Medical ultrasound (US) imaging is a popular and convenient medical imaging modality thanks to its mobility, non-ionizing radiation, ease-of-use, and real-time data acquisition. Conventional US brightness mode (B-Mode) is one type of diagnostic medical imaging modality that represents tissue morphology by collecting and displaying the intensity information of a reflected acoustic wave. Moreover, US B-Mode imaging is frequently integrated with tracking systems and robotic systems in image-guided therapy (IGT) systems. Recently, these systems have also begun to incorporate advanced US imaging such as US elasticity imaging, photoacoustic imaging, and thermal imaging. Several software frameworks and toolkits have been developed for US imaging research and the integration of US data acquisition, processing and display with existing IGT systems. However, there is no software framework or toolkit that supports advanced US imaging research and advanced US IGT systems by providing low-level US data (channel data or radio-frequency (RF) data) essential for advanced US imaging. In this dissertation, we propose a new medical US imaging and interventional component framework for advanced US image-guided therapy based on network-distributed modularity, real-time computation and communication, and open-interface design specifications. Consequently, the framework can provide a modular research environment by supporting communication interfaces between heterogeneous systems to allow for flexible interventional US imaging research, and easy reconfiguration of an entire interventional US imaging system by adding or removing devices or equipment specific to each therapy. In addition, our proposed framework offers real-time synchronization between data from multiple data acquisition devices for advanced interventional US imaging research and integration of the US imaging system with other IGT systems. Moreover, we can easily implement and test new advanced ultrasound imaging techniques inside the proposed framework in real-time because our software framework is designed and optimized for advanced ultrasound research. The system’s flexibility, real-time performance, and open-interface are demonstrated and evaluated through performing experimental tests for several applications.
Speaker Biography
Hyun Jae Kang received his B.S.E degree in Mechanical engineering at Kyungpook National University (Daegu, Korea), his M.S.E degree in Mechanical Design & Production Engineering at Seoul National University (Seoul, Korea), and his M.S.E. degree in Computer Science at the Johns Hopkins University. Before coming to JHU, he worked as a R&D team manager and researcher in the image-guided surgical navigation team at CyberMed Inc. (Seoul, Korea) and was involved in the development of surgical navigation systems for neurosurgery, image-free total knee replacement and dental implants, as well as 16 patents.

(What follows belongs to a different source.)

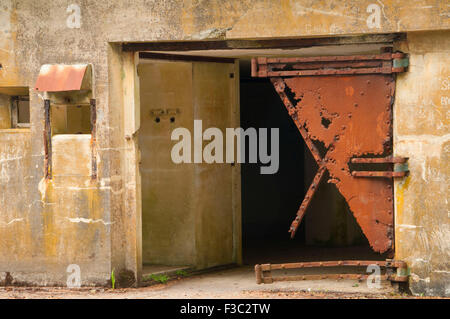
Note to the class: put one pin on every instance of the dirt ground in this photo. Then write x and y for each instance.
(232, 283)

He is currently a Ph.D. candidate in Computer Science at JHU advised by Dr. Emad M. Boctor. During his Ph.D., his research has been dedicated to a real-time medical ultrasound imaging system and an interventional component-based framework for advanced ultrasound guided surgical systems. His research interests include modular software frameworks, network-distributed systems, and medical ultrasound image reconstruction.